Ecem Yaman

Gerçekten ne yiyoruz?

Ecem Yaman

Elime aldığım her paketli ürünün arkasını okumaya başlayalı epey zaman oldu. Şimdi fark ediyorum ki bu durum bende bir refleks hâline geldi. Market raflarında gezerken, rengârenk ambalajlar, doğal geleneksel, anne eli değmiş gibi iddialı cümleler artık beni eskisi kadar ikna etmiyor. 

İçerik okumaya başladıkça insanın hevesi kaçıyor. Çikolata alıyorsunuz, kek alıyorsunuz, bisküvi alıyorsunuz. Marka ne kadar kalitelinolursa olsun içerik listesi birçoğun ki aynı. Palm yağı, glikoz şurubu, fruktoz şurubu, aroma vericiler, renklendiriciler. Eliniz hangi pakete gitse karşınıza bunlar çıkıyor. İstisnaları var tabi. Ama o ürünler de ya çok pahalı ve ithal. 

Özellikle palm yağı meselesi bence başlı başına bir sorun. Ucuz olduğu için gıda sektöründe bu kadar yaygın kullanılıyor ama insan sağlığı açısından masum olduğu söylenemez. Palm yağı doymuş yağ oranı yüksek bir yağ. Aşırı tüketildiğinde kalp ve damar hastalıkları riskini artırdığı kötü kolesterolü yükselttiği bilimsel çalışmalarla defalarca ortaya konmuş durumda. Üstelik raf ömrünü uzattığı için neredeyse her paketli gıdada karşımıza çıkıyor. Çikolatanın içinde, kekte, gofrette, kremada… 

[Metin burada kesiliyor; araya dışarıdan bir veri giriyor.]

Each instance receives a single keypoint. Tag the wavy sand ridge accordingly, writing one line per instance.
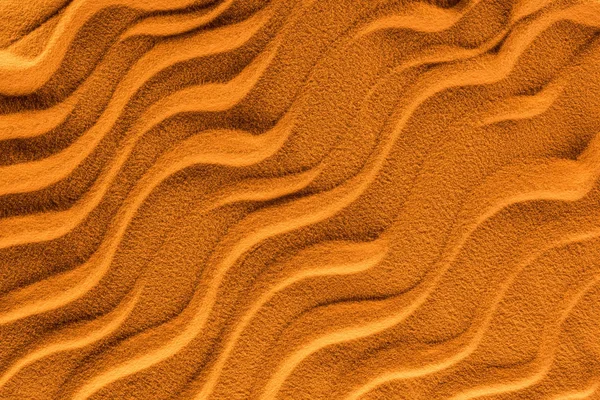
(300, 199)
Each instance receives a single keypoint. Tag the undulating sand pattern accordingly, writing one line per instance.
(299, 199)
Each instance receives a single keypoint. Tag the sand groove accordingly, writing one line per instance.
(300, 199)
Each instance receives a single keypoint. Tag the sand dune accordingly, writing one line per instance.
(300, 199)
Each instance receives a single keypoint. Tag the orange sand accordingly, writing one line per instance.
(299, 199)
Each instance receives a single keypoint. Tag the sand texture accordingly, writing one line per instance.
(299, 199)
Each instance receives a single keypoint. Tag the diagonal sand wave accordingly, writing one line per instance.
(384, 200)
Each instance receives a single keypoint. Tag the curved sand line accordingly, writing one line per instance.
(36, 175)
(378, 226)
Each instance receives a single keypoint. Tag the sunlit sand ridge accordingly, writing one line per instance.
(300, 199)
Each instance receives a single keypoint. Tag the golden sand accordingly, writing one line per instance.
(299, 199)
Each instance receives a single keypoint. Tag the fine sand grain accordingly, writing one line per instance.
(299, 199)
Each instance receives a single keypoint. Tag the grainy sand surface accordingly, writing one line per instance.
(299, 199)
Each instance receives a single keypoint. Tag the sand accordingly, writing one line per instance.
(299, 199)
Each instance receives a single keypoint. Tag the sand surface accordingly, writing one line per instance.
(299, 199)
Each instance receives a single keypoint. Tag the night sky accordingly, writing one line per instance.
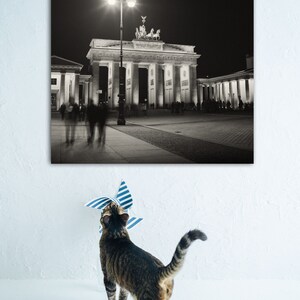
(221, 30)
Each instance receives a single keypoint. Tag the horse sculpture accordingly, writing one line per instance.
(156, 36)
(150, 34)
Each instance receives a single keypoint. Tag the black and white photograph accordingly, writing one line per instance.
(160, 81)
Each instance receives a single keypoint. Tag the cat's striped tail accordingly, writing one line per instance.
(176, 263)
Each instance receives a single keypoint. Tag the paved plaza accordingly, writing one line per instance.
(163, 138)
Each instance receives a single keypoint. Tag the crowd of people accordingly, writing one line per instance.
(212, 105)
(94, 116)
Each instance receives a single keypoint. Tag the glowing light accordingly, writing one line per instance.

Ayrıca içlerine konulan şeker bile şeker değil. Glikoz şurubu, fruktoz şurubu… Ucuz, tatlı ve bağımlılık yapıcıdır. Bu maddelerin aşırı tüketimi obeziteyi, insülin direncini ve diyabet riskini artırıyor. Ama market raflarında neredeyse tamamında bu şuruplar var. Sonra da toplum olarak neden bu kadar hızlı kilo alıyoruz, neden çocuk yaşta şeker hastalığı konuşuyoruz diye şaşırıyoruz.

İşin daha kötü tarafı ise şu yerli ve iyi marka diye bildiğimiz birçok ürünün içeriği böyle. Raflarda gururla yer alan, reklamlarla desteklenen paketli gıdaların büyük bölümünde palm yağı mutlaka  çıkıyor. İçeriği gerçekten temiz olan ürünlere baktığınızda ise fiyatlar yükseliyor. Sağlıklı beslenmek neredeyse maddi güce bağlı hâle geldi.